The Telegraph reports today that some faith schools are using "intrusive methods" such as asking parents for copies of their marraige certificate. This apparently is a form of "social selection".
Actually, it isn't. Assuming that faith schools are in fact attempting to ensure that they are in fact taking kids whose parents are serious about raising them in the relevant faith, its actually quite a reasonable question to ask. If a child's parents are cohabiting rather than married to each other, the chances are they aren't particularly serious about the faith in the first place.
This leads to a wider point about faith schools - their whole purpose is recognising that education is about more than how many GCSEs and A levels a child gets, and recognising it's about a more holisitic approach, which covers such things as values and personal development. Faith schools do that development in the context of the faith they teach - this is true regardless of whether the school is Catholic, Church of England, Jewish or Muslim. That has to include the teaching of the relevant faith in the home. And an over subscribed faith school is being quite reasonable when it says it wants to choose kids who parents want them to attend because it's a faith school, rather than because it gets better A level results than the "bog standard" comprehensive down the road.
One other comment was "In Roman Catholic schools, more than 90 per cent of children were found to be Christian". Well there's a shock.
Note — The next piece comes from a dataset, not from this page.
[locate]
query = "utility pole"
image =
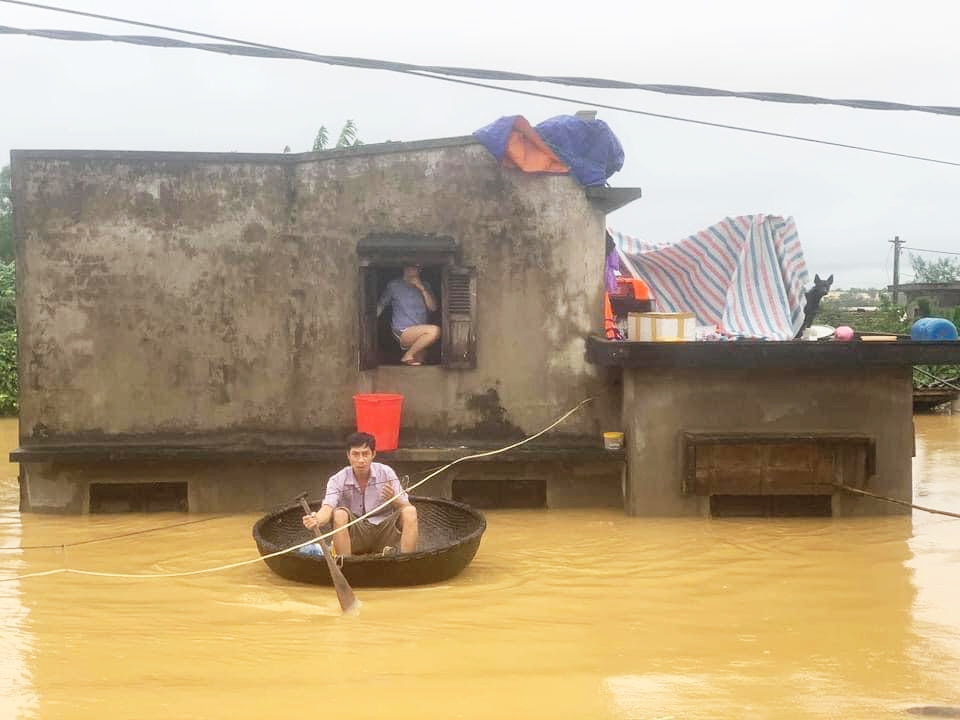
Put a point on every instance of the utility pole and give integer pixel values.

Catholic schools have long had a selection criteria that said "Catholics first, then other church going Christians". In any case, the Telegraph report isn't clear, but given that the sentence is then followed with "in Jewish schools all pupils subscribed the faith." it must mean this is true for some schools rather than an assessment of all Catholic or Jewish schools. It's certainly not true that all Jewish schools are 100% Jewish - as David Cameron recently reminded us.
Subscribe to:
Post Comments (Atom)
2 comments:
Well i do think it is a form of social selection. How typically narrow-minded to think that just because a couple or even a single mother isn't married then they are less likely to have the same degree of faith. It could well be that life has opened up their eyes to the fact that not even religion can guard against failed relationships or just plain choice. Personally having been raised a Catholic and brought up in a loveless home where my parents stayed together too long for the children and for face, I can think of no reason to ever walk down the aisle, but i have raised two loving children with great self-awareness, sense of hope, respect and moral fibre to ensure they'll never be a burden to anyone. I can attribute that to my faith but have no time for those who hide behind religion to take the moral high ground, that is as bad as religious fanaticism and other extreme non bending view points.
I never mentioned single parents in my posting. Quite deliberately, because the point I was making wasn't relevant to them.
To take Catholic schools as a specific point. The Catholic Church teaches that cohabiting is sinful. Now, you are free to accept or reject that position, but the Catholic Church's position on that matter is quite clear. If two parents are cohabiting, then they are explicitly rejecting a key part of Catholic moral teaching.
If you are explicitly rejecting Catholic moral teaching, then it is not unreasonable for the Catholic school to question the level of your "commitment" to a Catholic education.